The compositions they wrote for their tests are what I heard one teacher at a recent conference call “word salad.”
Here is a charming example (note that many of them also misunderstood the instructions. Instead of picking ONE of three topic choices, they thought they were supposed to cram all three topics into one composition. The three topics of choice were: 1. the story behind a scar; 2. an emergency involving medical care; 3. the Canadian health care system compared to the one in your first country.
My escar
Was I wark ing it is my fumar/when I cuting. Tree it was tree felt on my leg. injred. aftathat it bleeding a lot out my leg. becuuse not houseptall my vellge. is to far To town. but I sating HOMe. My self. becaus I cant walking. My conslusion is Canada besste country to my country.
Now comes the question: how can I help them?
I have already told them that in 2012 we are going to focus a lot more on writing since it is their weakest skill. I just have to figure out how to be effective in this new campaign to turn them into writers.
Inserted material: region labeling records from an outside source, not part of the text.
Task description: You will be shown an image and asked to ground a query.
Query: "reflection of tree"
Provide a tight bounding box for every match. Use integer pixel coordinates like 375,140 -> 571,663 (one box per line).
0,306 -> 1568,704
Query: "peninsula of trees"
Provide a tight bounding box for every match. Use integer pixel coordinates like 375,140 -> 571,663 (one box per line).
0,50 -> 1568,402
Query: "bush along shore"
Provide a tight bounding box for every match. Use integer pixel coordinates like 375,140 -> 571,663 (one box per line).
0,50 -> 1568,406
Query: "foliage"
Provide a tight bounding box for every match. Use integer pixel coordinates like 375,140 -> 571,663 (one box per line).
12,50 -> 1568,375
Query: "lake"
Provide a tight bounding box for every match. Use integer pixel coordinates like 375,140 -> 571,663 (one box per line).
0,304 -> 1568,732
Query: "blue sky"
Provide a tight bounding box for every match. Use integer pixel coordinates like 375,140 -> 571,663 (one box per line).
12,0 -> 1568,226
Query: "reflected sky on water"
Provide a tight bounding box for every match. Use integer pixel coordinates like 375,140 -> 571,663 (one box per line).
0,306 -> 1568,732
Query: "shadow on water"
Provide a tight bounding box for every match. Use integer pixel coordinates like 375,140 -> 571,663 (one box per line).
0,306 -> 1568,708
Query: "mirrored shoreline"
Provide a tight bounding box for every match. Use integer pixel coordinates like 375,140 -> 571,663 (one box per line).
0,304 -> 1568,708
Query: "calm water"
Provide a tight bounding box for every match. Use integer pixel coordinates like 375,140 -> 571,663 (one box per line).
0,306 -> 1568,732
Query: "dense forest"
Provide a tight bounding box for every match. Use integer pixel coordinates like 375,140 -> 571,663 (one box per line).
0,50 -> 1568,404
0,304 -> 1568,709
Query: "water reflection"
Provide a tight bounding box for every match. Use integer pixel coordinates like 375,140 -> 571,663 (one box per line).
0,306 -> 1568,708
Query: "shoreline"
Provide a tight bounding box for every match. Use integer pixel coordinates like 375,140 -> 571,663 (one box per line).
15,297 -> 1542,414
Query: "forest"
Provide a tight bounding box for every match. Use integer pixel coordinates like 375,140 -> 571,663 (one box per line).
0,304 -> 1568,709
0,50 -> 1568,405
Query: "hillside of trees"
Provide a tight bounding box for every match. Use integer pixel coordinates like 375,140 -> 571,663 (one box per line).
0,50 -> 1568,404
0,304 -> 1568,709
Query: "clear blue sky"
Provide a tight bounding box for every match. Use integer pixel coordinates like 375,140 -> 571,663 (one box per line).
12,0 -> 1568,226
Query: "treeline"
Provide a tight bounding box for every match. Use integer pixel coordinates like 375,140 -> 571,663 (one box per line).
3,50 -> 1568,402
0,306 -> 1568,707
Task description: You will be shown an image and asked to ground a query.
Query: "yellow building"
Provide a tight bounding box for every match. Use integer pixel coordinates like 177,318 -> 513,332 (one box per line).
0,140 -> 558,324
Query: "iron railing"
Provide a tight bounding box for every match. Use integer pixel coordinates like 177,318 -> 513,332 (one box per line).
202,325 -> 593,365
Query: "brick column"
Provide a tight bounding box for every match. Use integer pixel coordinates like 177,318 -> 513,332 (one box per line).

First off, I can see very clearly that we need to return to the sentence level. Also, I want to start a practice of using a SIMPLE set of proofreading marks so they can correct their own errors. We need to start a habit of checking and revising our writing so that no paragraph is done until we have completed three drafts. I probably won’t torture them with more than that unless I can make the process exciting and fun, which I might be able to do.
For example, maybe I could encourage each student to put in one interesting detail. for the student above who said he was farming one day back in his country when a stick hit him in the leg: what crop was he about to sow? For the student who wrote of falling out of a tree as a boy: what kind of tree was it?
I haven’t found a text book yet that is geared to their level (and at the same time aimed at adults), but one website suggests guiding the compositions with questions. When did it happen? Where were you? What was the weather like that day? What season was it? I wish I could remember how I learned to write. What tricks did my teachers use?
I think what I’ll do first is hand back these compositions because they have a huge amount of potential to be great stories. I’ll review what makes a solid sentence (subject + transitive verb + object OR subject + BE + subject complement, and so on), give them strips of paper and ask them to pull out as many simple sentences as they can find. We will work each of those sentences: Does it start with a capital letter? Did you put a period at the end? Is the verb in the correct tense? Is there subject-verb agreement?
When they have doctored up their sentences, we can add a few more good ones. I say this because their speaking tests were around the same thing: the story behind a scar. Their verbal reports were detailed, funny and well-structured. The written versions were a mere shadow of that. Where did all the detail go when the medium was the written word? Let’s put it back.
Once we have all the sentences down, we’ll arrange them into beginning, middle, end. We’ll then add a topic sentence, concluding sentence and a title.
I wonder if this will work. Please let me know if you have any ideas.